Open MorningAISeeker opened 4 years ago

MorningAISeeker commented 4 years ago

Is it possible to use a pre-trained model (for example FFHQ) as a starting point?

dancrew32 commented 4 years ago

I am curious how this works for GANs. Do you just train FFHQ maximally then completely change out the dataset until it adapts?
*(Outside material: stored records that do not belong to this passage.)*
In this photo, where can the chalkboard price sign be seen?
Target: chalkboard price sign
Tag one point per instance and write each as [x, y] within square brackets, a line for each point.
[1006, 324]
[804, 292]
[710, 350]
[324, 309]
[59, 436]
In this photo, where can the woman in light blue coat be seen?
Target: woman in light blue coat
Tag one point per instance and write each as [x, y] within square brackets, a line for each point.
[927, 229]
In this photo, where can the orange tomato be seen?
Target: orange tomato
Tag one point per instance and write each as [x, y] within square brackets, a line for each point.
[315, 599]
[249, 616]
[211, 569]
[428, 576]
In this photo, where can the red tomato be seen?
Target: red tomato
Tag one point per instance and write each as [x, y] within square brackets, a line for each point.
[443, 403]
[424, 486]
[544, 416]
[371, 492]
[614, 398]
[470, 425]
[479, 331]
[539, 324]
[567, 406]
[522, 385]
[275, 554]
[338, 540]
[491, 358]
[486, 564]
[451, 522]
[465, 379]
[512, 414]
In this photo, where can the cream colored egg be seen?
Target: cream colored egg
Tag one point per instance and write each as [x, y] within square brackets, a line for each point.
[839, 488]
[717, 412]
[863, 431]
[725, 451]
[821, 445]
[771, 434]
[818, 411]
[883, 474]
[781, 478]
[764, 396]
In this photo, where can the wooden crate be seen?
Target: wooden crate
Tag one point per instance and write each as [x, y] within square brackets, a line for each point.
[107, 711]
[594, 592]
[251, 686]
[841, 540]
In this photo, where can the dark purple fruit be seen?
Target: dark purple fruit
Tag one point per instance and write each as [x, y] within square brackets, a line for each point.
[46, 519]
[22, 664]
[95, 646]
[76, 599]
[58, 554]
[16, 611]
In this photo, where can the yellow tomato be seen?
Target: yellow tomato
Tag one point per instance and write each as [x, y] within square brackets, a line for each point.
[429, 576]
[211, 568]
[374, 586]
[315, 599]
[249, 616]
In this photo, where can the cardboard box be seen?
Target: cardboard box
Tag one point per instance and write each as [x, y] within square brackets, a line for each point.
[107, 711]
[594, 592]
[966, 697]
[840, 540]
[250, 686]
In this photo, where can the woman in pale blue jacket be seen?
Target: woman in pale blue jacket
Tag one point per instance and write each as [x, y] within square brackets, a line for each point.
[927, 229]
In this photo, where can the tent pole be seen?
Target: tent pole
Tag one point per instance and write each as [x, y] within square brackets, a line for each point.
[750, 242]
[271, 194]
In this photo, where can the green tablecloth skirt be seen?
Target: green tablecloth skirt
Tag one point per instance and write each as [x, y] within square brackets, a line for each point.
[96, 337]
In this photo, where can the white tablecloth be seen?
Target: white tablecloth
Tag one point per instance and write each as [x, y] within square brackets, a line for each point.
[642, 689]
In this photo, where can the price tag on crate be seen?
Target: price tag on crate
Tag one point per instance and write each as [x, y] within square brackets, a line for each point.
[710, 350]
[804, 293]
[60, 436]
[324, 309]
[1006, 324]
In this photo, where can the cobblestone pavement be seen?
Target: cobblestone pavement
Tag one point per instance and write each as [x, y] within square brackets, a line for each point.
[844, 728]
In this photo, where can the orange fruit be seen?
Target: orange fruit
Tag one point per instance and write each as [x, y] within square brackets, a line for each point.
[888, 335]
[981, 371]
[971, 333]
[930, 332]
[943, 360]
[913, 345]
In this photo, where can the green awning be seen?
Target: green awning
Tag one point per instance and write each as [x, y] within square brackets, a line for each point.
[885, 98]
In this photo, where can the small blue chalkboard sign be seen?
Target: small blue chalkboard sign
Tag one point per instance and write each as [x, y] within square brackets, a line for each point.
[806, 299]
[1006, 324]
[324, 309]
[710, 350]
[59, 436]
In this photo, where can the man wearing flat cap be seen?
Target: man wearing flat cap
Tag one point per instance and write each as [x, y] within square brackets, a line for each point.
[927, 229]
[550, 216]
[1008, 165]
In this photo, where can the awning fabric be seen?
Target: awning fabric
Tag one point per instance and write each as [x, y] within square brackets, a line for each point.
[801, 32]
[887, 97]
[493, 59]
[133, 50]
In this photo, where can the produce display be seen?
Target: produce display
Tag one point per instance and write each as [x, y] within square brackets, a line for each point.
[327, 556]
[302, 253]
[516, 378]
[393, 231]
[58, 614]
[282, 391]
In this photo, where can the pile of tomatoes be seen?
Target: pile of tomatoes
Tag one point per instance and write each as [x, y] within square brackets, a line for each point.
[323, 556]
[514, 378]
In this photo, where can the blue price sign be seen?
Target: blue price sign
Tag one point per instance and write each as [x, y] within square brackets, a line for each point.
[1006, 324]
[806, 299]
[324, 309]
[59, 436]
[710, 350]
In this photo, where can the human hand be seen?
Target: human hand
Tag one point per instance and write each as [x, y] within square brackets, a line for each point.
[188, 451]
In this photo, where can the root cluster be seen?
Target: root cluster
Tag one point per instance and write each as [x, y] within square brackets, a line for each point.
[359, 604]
MorningAISeeker commented 4 years ago

@dancrew32 . Yes. I've seen in various articles that transfer learning for GANs is a common task. for example, this link.

dancrew32 commented 4 years ago

@lucidrains this seems like the best way to create a model instead of building ones from scratch. Say you train until you get high quality results with FFHQ (https://github.com/NVlabs/ffhq-dataset). How would you go about branching models to a brand new dataset?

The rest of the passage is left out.